ABIDJAN — Côte d’Ivoire’s (Ivory Coast) cocoa sector, the backbone of the West African nation’s economy, is grappling with a severe marketing crisis marked by export blockages, the underselling of hundreds of thousands of tonnes of beans, and a sharp decline in farm-gate prices.
The world’s largest single producer of cocoa beans, accounting for around 40% of global supply, has seen farm-gate prices plummet from approximately $4.89 per kilogram to just $2.09 per kilogram. More than five million people in the country depend on cocoa production for their livelihoods, and the current impasse has created widespread uncertainty and financial hardship for producers.

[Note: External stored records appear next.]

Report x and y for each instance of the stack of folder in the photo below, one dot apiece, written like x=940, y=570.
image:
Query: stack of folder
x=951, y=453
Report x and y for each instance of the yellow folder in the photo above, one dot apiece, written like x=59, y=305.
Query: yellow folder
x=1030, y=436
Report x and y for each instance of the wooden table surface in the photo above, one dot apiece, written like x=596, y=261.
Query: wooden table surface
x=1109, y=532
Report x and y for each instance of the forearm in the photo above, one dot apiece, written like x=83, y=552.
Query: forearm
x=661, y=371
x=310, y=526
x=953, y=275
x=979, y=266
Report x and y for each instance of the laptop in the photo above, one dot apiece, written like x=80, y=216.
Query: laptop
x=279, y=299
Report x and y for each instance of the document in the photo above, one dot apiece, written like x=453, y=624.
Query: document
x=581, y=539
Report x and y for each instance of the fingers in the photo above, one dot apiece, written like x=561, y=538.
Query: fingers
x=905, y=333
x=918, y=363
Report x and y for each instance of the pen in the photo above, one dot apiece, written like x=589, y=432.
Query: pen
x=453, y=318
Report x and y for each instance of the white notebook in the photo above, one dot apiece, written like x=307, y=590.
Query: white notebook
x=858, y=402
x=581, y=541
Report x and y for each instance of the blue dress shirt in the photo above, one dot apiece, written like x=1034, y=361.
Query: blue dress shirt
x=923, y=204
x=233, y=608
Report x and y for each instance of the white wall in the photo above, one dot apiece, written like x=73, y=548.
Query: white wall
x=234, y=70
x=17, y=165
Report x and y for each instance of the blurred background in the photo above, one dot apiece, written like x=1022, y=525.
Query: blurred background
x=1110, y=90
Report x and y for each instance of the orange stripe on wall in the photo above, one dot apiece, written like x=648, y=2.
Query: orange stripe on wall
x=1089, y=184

Farmers and cooperative leaders report growing frustration. One producer described delivering his cocoa only to be told there were no funds available for payment. “I just weighed my cocoa and the cooperative president says there’s no money in the till to pay me. Why can’t I get paid? These days, I have enough challenges to face with my family — I have to take care of my parents, my wife, the children, schooling, and food,” he said. “This time, if I don’t get paid, I’ll sleep here in the warehouse. Enough is enough. When I come to collect my money, they just keep saying, ‘Come tomorrow.’ Yet, they owe me over a million CFA francs. I’m really tired.”
Cooperatives find themselves powerless amid angry producers waiting for collection of beans stored in warehouses. Balamine Koné, chair of the management committee at the Modern Farmers’ Cooperative in Daloa (about 400 km northeast of Abidjan), explained that the issue does not originate with the cooperatives. “The problem does not come from us,” he said. “Since the cocoa crisis, the state has put a structure in place for the removal of cocoa stocks. The agents of the cocoa council even went through our warehouse and inventoried 85 tons. But until now, they did not come to take our cocoa, which does not allow us to pay the producers.”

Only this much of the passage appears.